Otra tarde le dio Maxi una hermosa sorpresa. Cuando Fortunata entró en el convento, las papeletas de alhajas y ropas de lujo que estaban empeñadas quedaron en poder del joven, que hizo propósito de liberar aquellos objetos en cuanto tuviese medios para ello. Pues bien, ya podía anunciar a su amada con indecible gozo que cuando entrara en la nueva casa, encontraría en ella las prendas de vestir y de adorno que la infeliz había arrojado al mar el día de su naufragio. Por cierto que las alhajas le habían gustado mucho a doña Lupe por lo ricas y elegantes, y del abrigo de terciopelo dijo que con ligeras reformas sería una pieza espléndida. Esto le llevó naturalmente a hablar de la herencia. Ya había cogido su parte, y con un pico que recibió en metálico había redimido las prendas empeñadas. Ya era propietario de inmuebles, y más valía esto que el dinero contante. Y a propósito de la herencia, también le contó que entre su hermano mayor y doña Lupe habían surgido ruidosas desavenencias. Juan Pablo empleó toda su parte en pagar las deudas que le devoraban y un descubierto que dejara en la administración carlista. No bastándole el caudal de la herencia, había tenido el atrevimiento de pedir prestada una cantidad a doña Lupe, la cual se voló ¡y le dijo tantas cosas...! Total, que tuvieron una fuerte pelotera, y desde entonces no se hablaban tía y sobrino, y este se había ido a vivir con una querida. «¡Y viva la moralidad! ¡Y tradicionalista me soy!».
Charlaron otro día de la casa, que era preciosa, con vistas muy buenas. Como que del balcón del gabinete se alcanzaba a ver un poquito del Depósito de aguas; papeles nuevos, alcoba estucada, calle tranquila, poca vecindad, dos cuartos en cada piso, y sólo había principal y segundo. A tantas ventajas se unía la de estar todo muy a la mano: debajo carbonería, a cuatro pasos carnicería, y en la esquina próxima tienda de ultramarinos.
No podía olvidárseles el importante asunto de la carrera de Rubinius vulgaris. A mediados de Setiembre se había examinado de la única clase que le faltaba para aprobar el último año, y lo más pronto que le fuera posible tomaría el grado. Desde luego entraría de practicante en la botica de Samaniego, el cual estaba gravemente enfermo, y si se moría, la viuda tendría que confiar a dos licenciados la explotación de la farmacia. Maxi entraría seguramente de segundo, con el tiempo llegaría a ser primero, y por fin amo del establecimiento. En fin, que todo iba bien y el porvenir les sonreía.

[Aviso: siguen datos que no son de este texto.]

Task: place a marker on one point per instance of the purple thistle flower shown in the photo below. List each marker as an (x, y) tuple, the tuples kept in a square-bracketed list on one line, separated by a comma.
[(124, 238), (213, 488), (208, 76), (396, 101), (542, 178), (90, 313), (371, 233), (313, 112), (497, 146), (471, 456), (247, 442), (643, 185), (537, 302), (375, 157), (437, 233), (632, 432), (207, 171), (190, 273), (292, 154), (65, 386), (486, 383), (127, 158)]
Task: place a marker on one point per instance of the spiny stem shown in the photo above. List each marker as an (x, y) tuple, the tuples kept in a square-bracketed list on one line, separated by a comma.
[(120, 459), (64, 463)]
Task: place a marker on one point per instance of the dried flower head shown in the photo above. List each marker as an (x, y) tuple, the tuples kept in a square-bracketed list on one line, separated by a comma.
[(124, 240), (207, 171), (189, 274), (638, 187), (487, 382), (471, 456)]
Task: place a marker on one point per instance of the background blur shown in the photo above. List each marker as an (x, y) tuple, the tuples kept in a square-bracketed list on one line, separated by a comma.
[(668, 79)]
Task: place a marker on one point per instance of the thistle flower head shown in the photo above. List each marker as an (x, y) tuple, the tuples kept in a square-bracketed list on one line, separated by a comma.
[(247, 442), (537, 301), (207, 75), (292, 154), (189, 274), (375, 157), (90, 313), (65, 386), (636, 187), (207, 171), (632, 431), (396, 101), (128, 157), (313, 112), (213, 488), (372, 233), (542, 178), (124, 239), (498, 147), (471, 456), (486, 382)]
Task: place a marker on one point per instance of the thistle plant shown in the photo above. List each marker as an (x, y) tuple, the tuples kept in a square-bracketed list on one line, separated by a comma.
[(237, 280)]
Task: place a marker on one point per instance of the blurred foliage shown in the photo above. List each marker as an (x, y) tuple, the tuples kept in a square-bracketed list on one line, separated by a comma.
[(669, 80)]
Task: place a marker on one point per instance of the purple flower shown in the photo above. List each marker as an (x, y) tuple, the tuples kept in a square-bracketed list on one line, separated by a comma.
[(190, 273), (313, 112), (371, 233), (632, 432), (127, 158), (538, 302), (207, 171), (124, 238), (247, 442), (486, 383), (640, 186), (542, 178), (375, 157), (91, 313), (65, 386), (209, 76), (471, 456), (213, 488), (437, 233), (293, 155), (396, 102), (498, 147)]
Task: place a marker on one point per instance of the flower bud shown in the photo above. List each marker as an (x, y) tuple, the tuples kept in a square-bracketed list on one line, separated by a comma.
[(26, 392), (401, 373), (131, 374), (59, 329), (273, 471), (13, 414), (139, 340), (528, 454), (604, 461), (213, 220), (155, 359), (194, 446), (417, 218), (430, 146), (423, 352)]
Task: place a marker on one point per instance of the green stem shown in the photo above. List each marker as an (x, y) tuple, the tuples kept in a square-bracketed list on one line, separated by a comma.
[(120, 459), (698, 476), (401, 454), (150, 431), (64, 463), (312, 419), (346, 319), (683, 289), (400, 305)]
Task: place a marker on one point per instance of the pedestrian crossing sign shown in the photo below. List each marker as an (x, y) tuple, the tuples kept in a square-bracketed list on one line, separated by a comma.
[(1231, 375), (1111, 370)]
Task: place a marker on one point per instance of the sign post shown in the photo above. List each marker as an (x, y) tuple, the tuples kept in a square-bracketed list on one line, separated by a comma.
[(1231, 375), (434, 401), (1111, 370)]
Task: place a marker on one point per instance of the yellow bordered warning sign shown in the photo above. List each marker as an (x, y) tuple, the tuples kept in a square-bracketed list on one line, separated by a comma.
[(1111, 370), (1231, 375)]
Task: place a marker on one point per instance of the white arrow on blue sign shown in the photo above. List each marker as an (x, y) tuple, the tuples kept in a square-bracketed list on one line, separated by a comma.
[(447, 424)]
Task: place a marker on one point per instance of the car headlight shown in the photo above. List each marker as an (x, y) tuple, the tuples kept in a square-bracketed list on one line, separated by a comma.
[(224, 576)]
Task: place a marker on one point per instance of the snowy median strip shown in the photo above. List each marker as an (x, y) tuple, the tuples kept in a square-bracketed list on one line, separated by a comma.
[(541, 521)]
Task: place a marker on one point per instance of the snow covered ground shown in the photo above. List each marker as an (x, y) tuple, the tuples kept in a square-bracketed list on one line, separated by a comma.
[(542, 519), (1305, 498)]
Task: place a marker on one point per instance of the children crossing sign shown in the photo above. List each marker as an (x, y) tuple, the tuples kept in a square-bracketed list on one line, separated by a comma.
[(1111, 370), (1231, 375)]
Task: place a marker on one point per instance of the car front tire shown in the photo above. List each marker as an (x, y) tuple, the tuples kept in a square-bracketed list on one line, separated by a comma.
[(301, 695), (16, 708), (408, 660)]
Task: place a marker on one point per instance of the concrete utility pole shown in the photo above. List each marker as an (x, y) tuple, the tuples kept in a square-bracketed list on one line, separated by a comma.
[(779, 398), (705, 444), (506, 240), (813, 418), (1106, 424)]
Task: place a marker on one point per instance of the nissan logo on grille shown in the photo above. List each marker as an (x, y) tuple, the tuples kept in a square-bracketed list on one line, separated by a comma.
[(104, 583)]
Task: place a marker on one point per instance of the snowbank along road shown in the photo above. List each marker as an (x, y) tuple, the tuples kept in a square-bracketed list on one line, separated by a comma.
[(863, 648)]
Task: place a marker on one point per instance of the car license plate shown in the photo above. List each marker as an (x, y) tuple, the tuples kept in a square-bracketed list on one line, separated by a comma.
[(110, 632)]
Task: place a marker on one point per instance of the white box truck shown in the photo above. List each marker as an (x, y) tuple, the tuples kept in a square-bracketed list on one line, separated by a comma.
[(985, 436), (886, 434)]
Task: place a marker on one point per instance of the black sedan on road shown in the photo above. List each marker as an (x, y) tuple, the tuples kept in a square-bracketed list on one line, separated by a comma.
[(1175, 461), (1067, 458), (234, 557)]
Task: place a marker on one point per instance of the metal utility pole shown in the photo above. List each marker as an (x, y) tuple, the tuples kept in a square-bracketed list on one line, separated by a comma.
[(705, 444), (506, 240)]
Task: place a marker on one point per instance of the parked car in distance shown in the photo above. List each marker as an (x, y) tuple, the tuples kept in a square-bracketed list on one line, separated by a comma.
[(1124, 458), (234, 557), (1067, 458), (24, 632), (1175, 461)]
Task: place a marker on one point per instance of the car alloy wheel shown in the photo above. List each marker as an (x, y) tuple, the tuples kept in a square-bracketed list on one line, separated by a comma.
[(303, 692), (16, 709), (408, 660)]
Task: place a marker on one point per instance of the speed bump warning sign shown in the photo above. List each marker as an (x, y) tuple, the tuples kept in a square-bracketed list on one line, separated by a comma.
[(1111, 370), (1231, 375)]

Estas cosas daban a Fortunata alegría y esperanza, avivando los sentimientos de paz, orden y regularidad doméstica que habían nacido en ella. Con ayuda de la razón, estimulaba en su propia voluntad la dirección aquella, y se alegraba de tener casa, nombre y decoro.
Dos días antes de la salida, confesó con el padre Pintado; expurgación larga, repaso general de conciencia desde los tiempos más remotos. La preparación fue como la de un examen de grado, y el capellán tomo aquel caso con gran solicitud y atención. Allí donde la penitente no podía llegar con su sinceridad, llegaba el penitenciario con sus preguntas de gancho. Era perro viejo en aquel oficio. Como no tenía nada de gazmoño, la confesión concluyó por ser un diálogo de amigos. Diole consejos sanos y prácticos, hízole ver con palmarios ejemplos, algunos del orden humorístico, la perdición que trae a la criatura el dejarse mover de los sentidos, y le pintó las ventajas de una vida de continencia y modestia, dando de mano a la soberbia, al desorden y a los apetitos. Descendiendo de las alturas espirituales al terreno de la filosofía utilitaria, don León demostró a su penitente que el portarse bien es siempre ventajoso, que a la larga el mal, aunque venga acompañado de triunfos brillantes, acaba por infligir a la criatura cierto grado de penalidad sin esperar a las de la otra vida, que son siempre infalibles. «Hágase usted la cuenta—le dijo también—, de que es otra mujer, de que se ha muerto y resucitado en otro mundo. Si encuentra usted algún día por ahí a las personas que en aquella pasada vida la arrastraron a la perdición, figúrese que son fantasmas, sombras, así como suena, y no las mire siquiera». Por fin, encomendole la devoción de la Santísima Virgen, como un ejercicio saludable del espíritu y una predisposición a las buenas acciones. La penitente se quedó muy gozosa, y el día que hizo la comunión se observó con una tranquilidad que nunca había tenido.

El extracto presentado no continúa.